In diastematomyelia, the spinal cord is divided by a bony or cartilaginous spur extending from the dorsal surface of the vertebral body. This is associated with an NTD in more than 50% of cases and may cause neurologic deficits by producing traction on the cord. Lipomas are hamartomatous lesions associated with dysraphic states and are located most commonly in the region of the filum terminale.

Although the occult dysraphic states may go undetected in early childhood, 80% are associated with dermal lesions and vertebral defects. Later in childhood, as the spinal cord ascends to its position in adult life, patients may have gait disturbances, foot deformities, sphincter dysfunction, and scoliosis. The failure of the spinal cord to ascend, as a result of either primary malformation or secondary tumor, is known as tethering of the cord.

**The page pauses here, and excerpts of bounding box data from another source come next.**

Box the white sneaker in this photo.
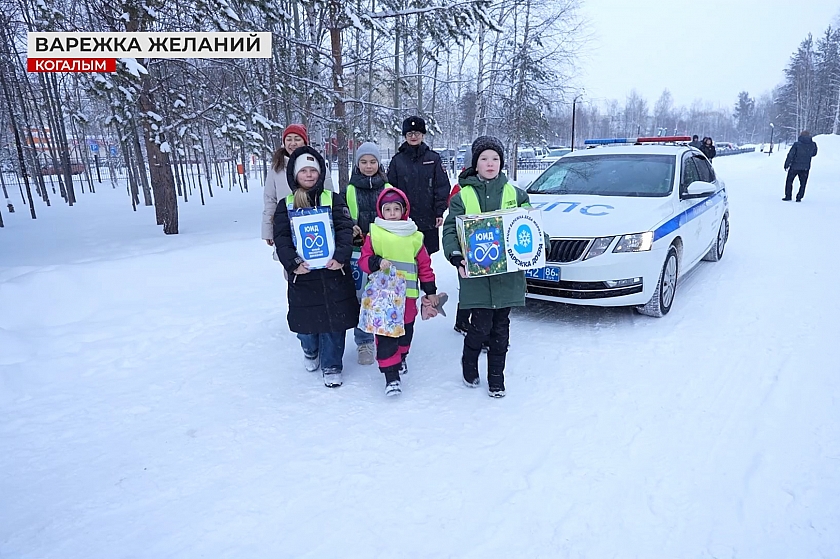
[324,369,341,388]
[356,344,374,365]
[303,354,321,373]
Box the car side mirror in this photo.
[683,181,715,198]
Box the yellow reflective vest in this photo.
[370,223,423,299]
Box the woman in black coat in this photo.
[274,146,359,388]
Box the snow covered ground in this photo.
[0,142,840,559]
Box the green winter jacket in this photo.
[443,169,531,309]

The cause, or causes, of NTDs are currently under investigation. Candidate genes involved in NTDs include many genes in the folate metabolism pathway as well as those responsible for folate transport. Genes in this pathway have been the focus of intense research effort since convincing proof that periconceptual vitamin supplementation with folic acid reduces NTD occurrence by approximately 70%. Although variations in several genes, such as 5,10-methylenetetrahydrofolate reductase, appear to confer risk of NTDs in selected populations, no single gene has been identified as causal of NTDs in humans. Research in model organisms, such as the recent discovery that mutations in the gene Scrb1 cause NTDs in mice, suggest that gene identification in humans will be shortly forthcoming.

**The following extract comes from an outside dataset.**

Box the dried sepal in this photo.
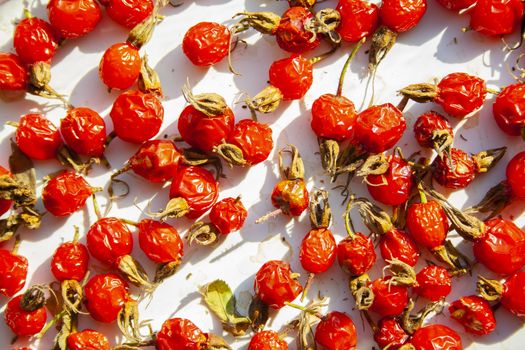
[200,280,251,337]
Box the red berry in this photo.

The majority of NTDs occur as isolated birth defects but as many as 20% occur in association with other birth defects, chromosome abnormalities, or specific genetic syndromes; recognition of the latter subgroups is important, as the recurrence risk could be high. Another group at high risk for NTDs is the children of women receiving anticonvulsants such as valproic acid or carbamazepine; the incidence of spina bifida is as high as 1% to 2% in exposed fetuses. However, most cases of NTDs are isolated and are attributed to “multifactorial inheritance,” meaning a combination of unidentified genes and environmental factors that interact to interfere with normal neural tube closure. Once a couple has given birth to a child with a multifactorially caused NTD, the chance of a second child being affected is approximately 3% to 4%. If a couple has two children with NTDs, the recurrence risk rises to 10% to 15% for subsequent children. Prenatal diagnosis of NTDs is widely available and is strongly recommended for mothers at higher than baseline population risk. Maternal serum alpha-fetoprotein tests performed during the fifteenth to eighteenth weeks of pregnancy detect 88% to 100% of cases of anencephaly and 80% of cases of open spina bifida. False-positive test results are related to twin gestation, underestimation of gestational age, other open body defects, or threatened or missed abortion. When the serum alpha-fetoprotein level is elevated, ultrasonographic examination to evaluate for gestational age, multiple pregnancy, or congenital malformations is indicated. If sonographic examination fails to identify the cause of the elevated serum alpha-fetoprotein, an amniocentesis and amniotic fluid alpha-fetoprotein determination should be performed.

Data from numerous studies have demonstrated that periconceptual vitamin supplementation with folic acid significantly reduces the occurrence of NTDs in all couples, whether or not a family history of this problem exists. The biologic basis for this effect is as yet unknown but presumably is attributable to correction of an underlying genetic defect with high-dose folate supplementation.

The concept of ventral induction refers to the developmental events that occur under the primary influence of the prechordal mesoderm. The major inductive relationship between the prechordal mesoderm and the developing cerebrum occurs ventrally at the rostral end of the fetus and influences the development of the forebrain and facial structures.